2km west of Puerto Ayora along a walking path

Open from 6am to 6pm.

This white sandy beach rivals the best throughout South America, and is an excellent place to swim, surf, walk, or just lay taking in the beautiful surroundings. It is called Tortuga Bay due to the green sea turtles that use it as a nesting site throughout the breeding season. If you roll out of bed early enough you can see the tracks left by females overnight crossing the beach to lay their eggs in the dunes. As well as the turtles, the bay is home to hundreds, if not thousands of marine iguanas which can be seen lying in piles sunning themselves throughout the day. Sharks, pelicans, and the occasional flamingo delight visitors all year round, and if you want somewhere with no waves at all, just continue walking around the point to a secluded lagoon where it is possible to snorkel.

There is no drinking water or toilet facilities at the beach, so remember to take all you want with you. Forgotten sunscreen and hats have left many a tourist pink and sore the next day!

At the foot of the hill before the start of the path is the Marine Reserve Exhibition Hall, a good place to learn about conservation efforts and issues in the waters around the archipelago.

The Charles Darwin Research Center

15 – 20 minute walk east down the end of the main drag, Av Charles Darwin.

Open 6am – 6pm.

More than 200 scientists and volunteers are involved with research and conservation efforts, the most well known of which involves a captive breeding program for giant tortoises. It contains a national park information center, a baby tortoise house with incubators, and a walk through an adult tortoise enclosure.
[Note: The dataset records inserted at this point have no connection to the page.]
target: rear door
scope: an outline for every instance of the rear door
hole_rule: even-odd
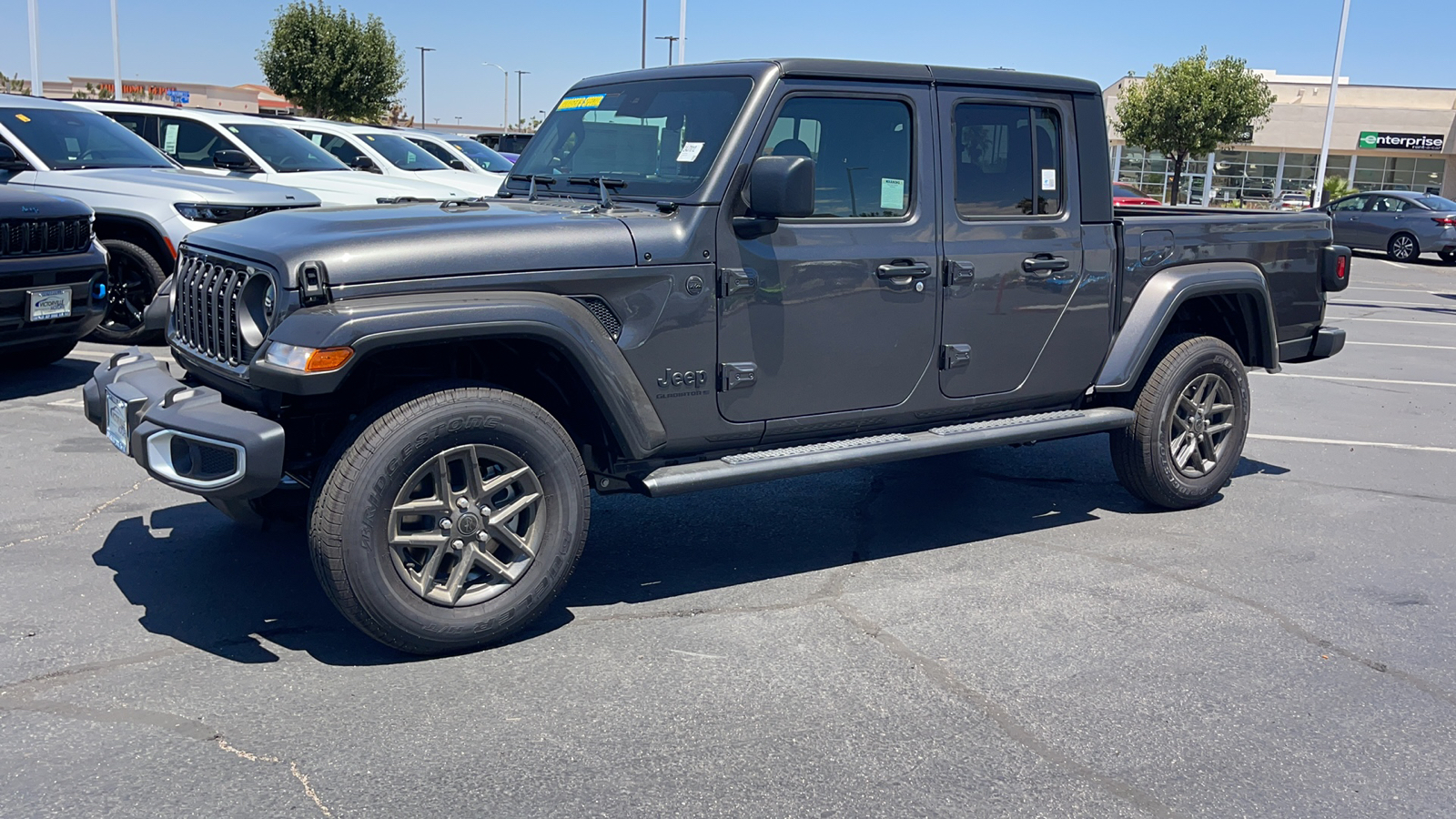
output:
[[[1072,101],[941,92],[941,391],[1016,392],[1082,278]],[[1028,396],[1029,398],[1029,396]]]
[[[814,159],[815,207],[751,239],[724,208],[719,411],[763,421],[900,404],[935,354],[930,89],[789,80],[769,111],[754,156]]]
Lonesome George, the only surviving member of the Isla Pinta subspecies, has been living here since 1972. Attempts were made to mate George with tortoises from nearby races, but rumour has it that a tortoise’s sexual organs atrophy with lack of use, and he has been alone a long time. Finally however, in 2008 after 35 years of trying to mate George, two of his long time female companions became pregnant. Unfortunately, the eggs laid proved to be unviable, leaving researches to try to find a closer matched mate.

Other attractions include a small enclosure containing several land iguanas and explanations concerning efforts to restore their populations on islands where they’ve been pushed the brink of extinction.

Las Grietas

Take a water taxi from the port to Angermeyer Point, approx 2 min, and then follow the signs along the walking track for approx 20 minutes.
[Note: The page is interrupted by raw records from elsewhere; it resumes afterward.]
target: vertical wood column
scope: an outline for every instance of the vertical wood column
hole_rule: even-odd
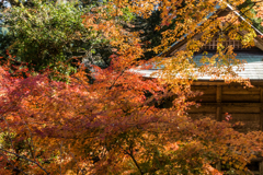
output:
[[[216,120],[221,121],[221,85],[217,85],[217,93],[216,93],[216,101],[217,101],[217,112],[216,112]]]
[[[263,130],[263,88],[260,86],[260,129]]]
[[[263,162],[260,162],[260,175],[263,175]]]

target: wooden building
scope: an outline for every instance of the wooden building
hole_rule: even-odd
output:
[[[218,10],[217,15],[222,16],[232,11],[228,5],[226,10]],[[236,13],[237,15],[240,15]],[[241,15],[240,20],[244,20]],[[251,25],[251,27],[253,27]],[[255,27],[253,27],[258,35],[262,35]],[[242,33],[241,33],[242,35]],[[196,34],[194,38],[201,38],[202,34]],[[173,56],[176,51],[186,48],[187,38],[175,43],[167,51],[163,51],[165,57]],[[227,84],[222,80],[210,81],[210,78],[202,77],[192,84],[192,90],[202,91],[204,95],[197,97],[201,107],[192,107],[187,113],[193,118],[211,117],[218,121],[226,117],[226,113],[231,115],[231,121],[242,121],[244,126],[237,128],[241,131],[263,130],[263,39],[261,37],[254,38],[255,46],[252,48],[242,48],[239,40],[227,39],[227,45],[232,45],[238,59],[247,60],[244,71],[238,74],[242,78],[249,78],[254,88],[244,89],[238,83]],[[204,50],[208,51],[207,57],[211,57],[216,51],[217,38],[204,46]],[[202,51],[203,52],[203,51]],[[202,52],[194,56],[194,61],[198,65]],[[156,69],[140,70],[145,77],[150,78]],[[165,105],[170,105],[167,102]],[[250,165],[254,174],[263,175],[263,159],[258,158]]]

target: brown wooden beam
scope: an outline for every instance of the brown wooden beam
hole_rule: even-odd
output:
[[[261,112],[260,112],[260,129],[263,130],[263,88],[261,88],[260,93],[260,101],[261,101]]]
Water taxi’s operate 6am – 7pm.

Las Grietas is a water filled crevice in the rocks. The water is cool and clear and great for snorkelling, and if you dare you can join the locals in scaling the vertical walls and plunge gracefully or clumsily if it may be, into the water below. Just don’t take anything you can afford to lose. It is a tempting place for thieves and many cameras and cell phones have gone missing there.

Garrapatero Beach

30 – 40 minute taxi ride east of Puerto Ayora, followed by a 15 minute walk onto the beach.

Garrapatero is a wide bay with multiple sandy beaches and tidal pools, good for exploring and snorkelling on calm days. There is also a fresh water lagoon behind the beach, which is occasionally the home to the amazing pink flamingos!


Numerous surf spots

There are numerous surf spots around Santa Cruz, San Cristobal and Isla Baltra. Some easily accessible by walking and others requiring a panga to reach. The easiest one to get to if you don`t mind the 2km walk to the beach is Tortuga Bay which has several good breaks.

For more information it is best to stop in at the Santa Cruz Surf Club when you get here.

Cerro Crocker and Media Luna

North of Bellavista

North of Bellavista is the national park land known as the highlands. A path from Bellavista leads towards Cerro Crocker (864m) and other hills and extinct volcanoes. This is a good chance to see the vegetation of the Scalesia, Miconia and fern sedge zones and to look for birds such as the vermilion flycatcher, the elusive Galapagos rail and the paint billed crake. It is around 5km from Bellavista to the crescent shaped hill of Media Luna, and 3km further to the base of Cerro Crocker.